Sebbene tagliare il consumo di energia dall'illuminazione nelle case sia semplice, in genere comporta poco più della sostituzione delle lampadine a incandescenza con CFL o LED, i coltivatori professionisti hanno altro da considerare. Tessa Pocock , ricercatore senior presso il Rensselaer Polytechnic Institute, ha ricevuto finanziamenti dallo stato di New York per studiare come la variazione delle lunghezze d'onda delle luci a LED influenzi il modo in cui le piante crescono. Studierà come diverse lunghezze d'onda possono modificare i composti attivi in ciò che RPI, in un comunicato stampa, chiama piante medicinali.
Ci sono altri motivi per cui non tutti i tipi di LED sono una buona opzione. Questo mese Bugbee ha pubblicato uno studio che ha scoperto che alcune luci di coltivazione a LED, come quelle vendute da Hydrogrow e Lumigrow, sono efficienti circa la metà dei migliori LED in termini di specifiche che contano di più per le piante: il flusso di fotoni prodotti per joule di elettricità. Inoltre, i LED sono costosi: per l'illuminazione ad alta intensità, altri tipi di lampadine forniscono la stessa efficienza a metà del costo.

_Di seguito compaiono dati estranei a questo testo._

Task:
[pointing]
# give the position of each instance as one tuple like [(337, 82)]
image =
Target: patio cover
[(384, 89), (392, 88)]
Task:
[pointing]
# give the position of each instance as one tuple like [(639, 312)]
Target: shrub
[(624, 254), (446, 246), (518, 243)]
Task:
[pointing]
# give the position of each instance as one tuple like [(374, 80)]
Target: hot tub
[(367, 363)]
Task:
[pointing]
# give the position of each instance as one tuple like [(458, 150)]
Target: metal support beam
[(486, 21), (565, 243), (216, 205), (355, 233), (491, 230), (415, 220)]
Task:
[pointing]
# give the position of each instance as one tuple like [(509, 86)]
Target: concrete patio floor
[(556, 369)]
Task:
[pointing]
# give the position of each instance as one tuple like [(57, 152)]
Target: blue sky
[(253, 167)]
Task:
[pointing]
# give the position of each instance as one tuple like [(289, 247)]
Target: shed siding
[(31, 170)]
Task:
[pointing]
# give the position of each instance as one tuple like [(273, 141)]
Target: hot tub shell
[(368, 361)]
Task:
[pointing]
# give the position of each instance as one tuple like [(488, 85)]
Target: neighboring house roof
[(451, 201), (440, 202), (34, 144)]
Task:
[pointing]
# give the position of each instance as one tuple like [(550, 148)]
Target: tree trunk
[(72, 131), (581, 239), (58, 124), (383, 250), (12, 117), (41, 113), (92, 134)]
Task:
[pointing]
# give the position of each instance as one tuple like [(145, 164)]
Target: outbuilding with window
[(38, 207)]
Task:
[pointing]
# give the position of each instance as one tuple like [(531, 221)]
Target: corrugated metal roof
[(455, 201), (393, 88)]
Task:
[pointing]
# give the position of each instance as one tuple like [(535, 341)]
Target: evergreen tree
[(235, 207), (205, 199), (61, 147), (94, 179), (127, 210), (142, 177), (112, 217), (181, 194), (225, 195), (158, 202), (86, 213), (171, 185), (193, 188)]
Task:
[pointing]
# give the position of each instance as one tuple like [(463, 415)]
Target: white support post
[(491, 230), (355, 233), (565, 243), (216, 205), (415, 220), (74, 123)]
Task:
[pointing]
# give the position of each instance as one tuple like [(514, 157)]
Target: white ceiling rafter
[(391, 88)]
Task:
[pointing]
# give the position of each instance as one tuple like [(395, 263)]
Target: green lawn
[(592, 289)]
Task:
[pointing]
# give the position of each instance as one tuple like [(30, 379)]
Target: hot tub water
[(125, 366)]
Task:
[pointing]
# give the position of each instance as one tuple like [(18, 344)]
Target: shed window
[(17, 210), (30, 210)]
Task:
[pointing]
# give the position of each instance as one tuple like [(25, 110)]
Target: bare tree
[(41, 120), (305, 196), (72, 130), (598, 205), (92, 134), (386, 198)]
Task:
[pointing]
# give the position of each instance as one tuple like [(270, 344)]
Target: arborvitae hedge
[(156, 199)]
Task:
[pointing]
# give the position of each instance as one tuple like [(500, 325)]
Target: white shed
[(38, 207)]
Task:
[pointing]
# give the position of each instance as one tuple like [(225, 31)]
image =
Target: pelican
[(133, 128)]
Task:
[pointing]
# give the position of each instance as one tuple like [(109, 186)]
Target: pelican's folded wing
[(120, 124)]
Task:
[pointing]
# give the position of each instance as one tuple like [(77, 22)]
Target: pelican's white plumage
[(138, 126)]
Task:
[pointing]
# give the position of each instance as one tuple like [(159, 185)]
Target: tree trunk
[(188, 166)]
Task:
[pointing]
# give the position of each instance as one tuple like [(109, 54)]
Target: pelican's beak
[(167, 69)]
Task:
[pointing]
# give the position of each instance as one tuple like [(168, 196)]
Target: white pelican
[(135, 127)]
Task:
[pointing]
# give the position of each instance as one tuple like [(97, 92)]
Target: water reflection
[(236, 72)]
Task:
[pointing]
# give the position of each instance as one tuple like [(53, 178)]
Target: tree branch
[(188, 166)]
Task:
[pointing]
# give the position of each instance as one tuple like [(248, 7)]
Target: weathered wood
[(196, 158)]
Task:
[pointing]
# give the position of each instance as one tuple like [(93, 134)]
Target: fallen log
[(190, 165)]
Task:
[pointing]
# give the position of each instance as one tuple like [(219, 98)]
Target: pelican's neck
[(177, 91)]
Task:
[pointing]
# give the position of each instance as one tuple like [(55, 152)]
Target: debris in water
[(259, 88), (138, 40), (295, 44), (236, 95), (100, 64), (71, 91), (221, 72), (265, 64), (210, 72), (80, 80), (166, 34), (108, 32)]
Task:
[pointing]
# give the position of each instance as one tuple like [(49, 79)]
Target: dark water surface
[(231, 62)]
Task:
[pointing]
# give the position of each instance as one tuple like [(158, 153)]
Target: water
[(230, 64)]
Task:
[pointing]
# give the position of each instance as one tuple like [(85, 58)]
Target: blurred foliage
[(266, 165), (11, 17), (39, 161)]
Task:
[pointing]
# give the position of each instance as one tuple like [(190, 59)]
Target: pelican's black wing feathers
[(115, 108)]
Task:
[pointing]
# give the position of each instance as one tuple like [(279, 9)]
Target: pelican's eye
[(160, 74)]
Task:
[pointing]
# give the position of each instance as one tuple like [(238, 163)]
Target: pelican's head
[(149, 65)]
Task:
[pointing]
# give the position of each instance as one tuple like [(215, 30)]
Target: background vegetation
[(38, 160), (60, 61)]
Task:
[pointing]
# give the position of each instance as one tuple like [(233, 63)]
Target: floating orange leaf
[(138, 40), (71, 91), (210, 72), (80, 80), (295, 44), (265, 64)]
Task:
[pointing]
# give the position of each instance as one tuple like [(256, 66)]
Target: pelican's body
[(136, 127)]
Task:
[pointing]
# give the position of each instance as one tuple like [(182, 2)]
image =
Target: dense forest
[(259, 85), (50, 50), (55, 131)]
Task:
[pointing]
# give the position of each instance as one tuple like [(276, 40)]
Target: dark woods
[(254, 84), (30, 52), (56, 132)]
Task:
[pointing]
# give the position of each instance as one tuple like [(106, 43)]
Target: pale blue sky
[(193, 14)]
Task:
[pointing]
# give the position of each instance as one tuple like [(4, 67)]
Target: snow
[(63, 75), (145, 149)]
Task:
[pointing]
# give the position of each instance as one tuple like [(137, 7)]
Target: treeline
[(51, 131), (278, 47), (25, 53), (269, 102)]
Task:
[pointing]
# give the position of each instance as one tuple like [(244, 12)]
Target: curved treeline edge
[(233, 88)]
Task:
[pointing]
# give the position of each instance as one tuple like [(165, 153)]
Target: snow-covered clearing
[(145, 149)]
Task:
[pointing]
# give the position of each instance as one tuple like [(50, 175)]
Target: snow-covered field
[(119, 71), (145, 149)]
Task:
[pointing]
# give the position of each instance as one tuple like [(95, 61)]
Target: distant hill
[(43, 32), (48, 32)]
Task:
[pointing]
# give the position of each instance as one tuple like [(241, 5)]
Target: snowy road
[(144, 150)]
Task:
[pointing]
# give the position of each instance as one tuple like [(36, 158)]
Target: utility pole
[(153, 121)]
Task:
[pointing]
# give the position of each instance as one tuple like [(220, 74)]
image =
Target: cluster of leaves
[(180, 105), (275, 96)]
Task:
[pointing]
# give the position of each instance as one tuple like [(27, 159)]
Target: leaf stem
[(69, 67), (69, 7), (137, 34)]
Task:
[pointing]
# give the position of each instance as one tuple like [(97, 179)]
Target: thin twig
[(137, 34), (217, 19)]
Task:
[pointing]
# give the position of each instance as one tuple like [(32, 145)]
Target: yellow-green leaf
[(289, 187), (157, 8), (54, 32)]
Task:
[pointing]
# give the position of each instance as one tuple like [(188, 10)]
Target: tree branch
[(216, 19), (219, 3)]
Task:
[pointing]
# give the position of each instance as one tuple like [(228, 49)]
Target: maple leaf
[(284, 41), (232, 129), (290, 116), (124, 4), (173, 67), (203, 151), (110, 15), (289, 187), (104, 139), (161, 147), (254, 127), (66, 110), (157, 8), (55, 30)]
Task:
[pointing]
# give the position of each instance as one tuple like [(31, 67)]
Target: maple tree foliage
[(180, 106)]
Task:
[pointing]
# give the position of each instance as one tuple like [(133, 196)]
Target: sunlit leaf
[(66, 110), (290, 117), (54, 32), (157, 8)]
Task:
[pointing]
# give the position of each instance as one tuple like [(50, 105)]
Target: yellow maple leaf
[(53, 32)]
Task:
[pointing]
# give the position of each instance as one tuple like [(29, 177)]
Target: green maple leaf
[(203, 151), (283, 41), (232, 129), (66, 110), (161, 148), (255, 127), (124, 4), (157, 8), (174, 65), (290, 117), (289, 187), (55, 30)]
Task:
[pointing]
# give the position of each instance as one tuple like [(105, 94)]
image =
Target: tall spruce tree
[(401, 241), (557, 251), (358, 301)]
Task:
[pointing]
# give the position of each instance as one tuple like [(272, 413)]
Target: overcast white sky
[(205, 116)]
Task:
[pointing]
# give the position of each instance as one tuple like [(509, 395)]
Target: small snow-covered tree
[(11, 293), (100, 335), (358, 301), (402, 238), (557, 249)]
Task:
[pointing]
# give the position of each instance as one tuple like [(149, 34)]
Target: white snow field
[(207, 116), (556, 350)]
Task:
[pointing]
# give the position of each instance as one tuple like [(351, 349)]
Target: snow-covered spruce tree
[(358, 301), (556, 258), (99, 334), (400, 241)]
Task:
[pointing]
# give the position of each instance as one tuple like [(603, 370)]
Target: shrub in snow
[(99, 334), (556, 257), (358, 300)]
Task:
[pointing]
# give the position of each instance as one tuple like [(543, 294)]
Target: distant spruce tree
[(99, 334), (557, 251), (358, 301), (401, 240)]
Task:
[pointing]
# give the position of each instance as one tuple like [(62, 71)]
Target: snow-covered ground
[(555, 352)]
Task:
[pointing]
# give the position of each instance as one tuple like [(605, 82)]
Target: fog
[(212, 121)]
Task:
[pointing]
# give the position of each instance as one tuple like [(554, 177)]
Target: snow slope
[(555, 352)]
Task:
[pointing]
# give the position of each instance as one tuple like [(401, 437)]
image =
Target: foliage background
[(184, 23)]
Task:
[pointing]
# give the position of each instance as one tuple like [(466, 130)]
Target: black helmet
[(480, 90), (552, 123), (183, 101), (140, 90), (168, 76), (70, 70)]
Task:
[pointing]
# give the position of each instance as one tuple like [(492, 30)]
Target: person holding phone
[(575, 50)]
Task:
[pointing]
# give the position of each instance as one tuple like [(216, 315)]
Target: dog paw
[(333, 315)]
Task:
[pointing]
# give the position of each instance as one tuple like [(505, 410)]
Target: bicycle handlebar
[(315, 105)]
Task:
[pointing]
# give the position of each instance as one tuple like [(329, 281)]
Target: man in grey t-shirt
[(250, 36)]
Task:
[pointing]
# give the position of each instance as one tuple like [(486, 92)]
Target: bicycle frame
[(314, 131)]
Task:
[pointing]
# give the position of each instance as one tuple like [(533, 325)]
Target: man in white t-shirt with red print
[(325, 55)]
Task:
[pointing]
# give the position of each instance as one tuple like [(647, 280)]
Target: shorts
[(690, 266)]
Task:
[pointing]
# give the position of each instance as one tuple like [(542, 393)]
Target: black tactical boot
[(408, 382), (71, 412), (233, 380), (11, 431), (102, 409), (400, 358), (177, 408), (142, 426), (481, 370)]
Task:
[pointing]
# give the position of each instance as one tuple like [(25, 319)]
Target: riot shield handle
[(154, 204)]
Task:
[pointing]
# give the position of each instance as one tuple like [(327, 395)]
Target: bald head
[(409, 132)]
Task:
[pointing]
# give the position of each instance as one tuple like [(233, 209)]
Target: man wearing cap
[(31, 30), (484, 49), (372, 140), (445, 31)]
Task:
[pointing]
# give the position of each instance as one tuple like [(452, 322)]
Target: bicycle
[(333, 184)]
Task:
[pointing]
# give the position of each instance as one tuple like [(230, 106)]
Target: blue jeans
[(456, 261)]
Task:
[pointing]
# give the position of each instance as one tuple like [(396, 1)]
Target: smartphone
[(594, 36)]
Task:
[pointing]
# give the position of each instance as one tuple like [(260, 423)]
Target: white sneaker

Alla fine, poiché la coltivazione di marijuana diventa più accettata, alcuni agricoltori potrebbero abbandonare del tutto le coltivazioni. Ho visitato coltivatori in Colorado che coltivano cannabis da 30 anni e l'hanno sempre coltivata indoor, dice Bugbee. I coltivatori più progressisti hanno controllato i numeri e invece di magazzini stanno iniziando a costruire serre. Le piante possono ancora essere riparate, ma sono aperte alla vista e alla luce naturale del sole.